Since internet radio stations and traditional terrestrial over the air radio would use the same type of studio equipment, those costs will be similar.  Here is a breakdown of the studio equipment:

Nomenclature Cost new (USD) Cost used (USD) Comments
12 Channel professional audio console $6,000.00 $2,500.00 Analog, 4 buss, telephone mix minus
Studio Furniture $5,500.00 $1,000.00 Can also be fabricated locally
Microphones, RE-20 or SM-7B $250-350 $100-150 Per unit, several required
Monitor Amp $250.00 $100.00 Can also use consumer version
Monitor speakers $500.00 $200.00 Can also use consumer version
CD Player $500.00 $200.00 Professional unit with balanced outs
Computer w/ professional sound card $1,500.00 $500.00 For automation and sound file storage
Computer, general use $700.00 $300.00 General information web browsing
Computer, Streaming w/sound card $900.00 $400.00 Sound card should be good quality
Studio Telephone system $1,900.00 $300.00 Used for call in/on air
Barix remote box $240.00 (x2) N/A Used for IP remote broadcasts
Comrex Matrix POTS codec $3,200.00 $700.00 Used for telephone line remote broadcasts
Misc wiring, hardware, ect $1,000.00 $800.00 Connectors, mic booms, wire, etc
Total $21,780.00 $7,930.00

Some equipment is not available used such as Barix boxes.  Of course, not all of this is required for a radio station, however, most local radio stations would want the capability to do remote broadcasts, take phone callers on the air, have multiple guests in the studio, etc.

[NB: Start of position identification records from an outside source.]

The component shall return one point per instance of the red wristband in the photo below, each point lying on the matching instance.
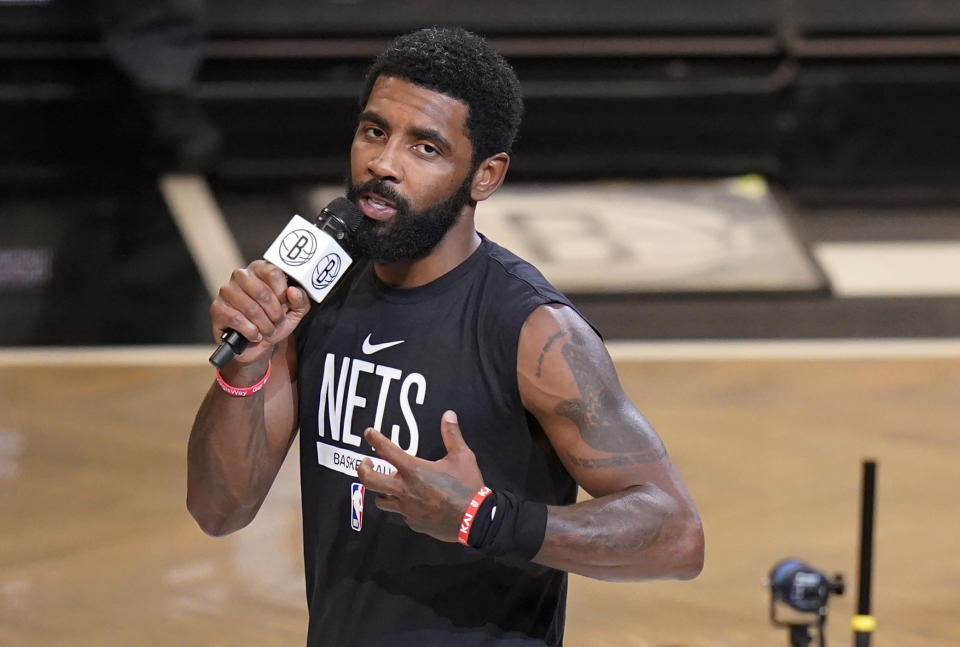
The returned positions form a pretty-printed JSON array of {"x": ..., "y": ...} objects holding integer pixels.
[
  {"x": 470, "y": 514},
  {"x": 243, "y": 391}
]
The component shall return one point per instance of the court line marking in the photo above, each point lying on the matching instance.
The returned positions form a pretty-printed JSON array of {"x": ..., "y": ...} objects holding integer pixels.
[
  {"x": 709, "y": 350},
  {"x": 204, "y": 229}
]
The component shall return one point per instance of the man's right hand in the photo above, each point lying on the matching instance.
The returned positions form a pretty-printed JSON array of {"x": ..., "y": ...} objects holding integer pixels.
[{"x": 258, "y": 304}]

For a traditional LPFM station, the transmitting equipment would entail:

Nomenclature Cost New (USD) Cost Used (USD) Comments
300 watt transmitter and exciter 4,400.00 2,000.00 Smaller transmitters with higher gain antennas can also be used
2 Bay ½ wave spaced antenna $1,900.00 $700.00
125 feet ½ inch coax $350.00 N/A
100 foot guyed tower and installation $4,000.00 $3,500.00 Not needed if station is on tall building or leased site
STL; IP radio w/ barix boxes $850.00 In lieu of standard 950 MHz STL
STL standard 950 MHZ $6,500.00 $3,500.00  Used in lieu of IP STL
STL antennas, transmission line $2,500.00 $1,500.00
FM Processor $10,000.00 $1,200.00 Can also use software such as Breakaway Broadcast
Misc connectors, grounding kits, etc $1,100.00 N/A
EAS unit $1,900.00 N/A Fully operational CAP compliant
Processing software, Breakway broadcast $200.00 N/A In lieu of standard FM processor
Total $12-24K $8-12K

This is a generic station, most will be somewhat different due to antenna supporting structures, transmitter powers and antenna types.  For the best possible signal, a circularly polarized antenna should be used.  A two bay, 1/2 wave spaced antenna will give the maximum signal density, while minimizing downward and upward radiation.  The upward radiation is simply wasted energy, as no one in space is listening to FM radio.  The downward radiation reduction is key if located in congested areas.

For internet radio station, the following would be required:

Nomenclature Cost New IUSD) Cost Used (USD) Comments
Streaming Server 2,100.00 1,100.00 Includes professional sound card
Audio processing software 200.00 N/A Recommend software such as Breakaway Broadcast
Audio Processing, outboard hardware 650.00 400.00 In lieu of software
Audio Streaming aggregator  1,200 to 2,400 N/A Annually

While LPFM’s are much more expensive than internet only stations, LPFM’s have the advantage of built in marketing, which is the on air signal.  If it is broadcasting on the air, word will get out.  On the internet, some other type of marketing will be needed to spread the word.  Also, LPFM’s should also be streaming, which would incur the same costs above.

The long and short of it is, to put a technically viable LPFM on the air is not an inexpensive proposition.  It is worth the effort, however, because the advantages of an LPFM over an internet only station are great.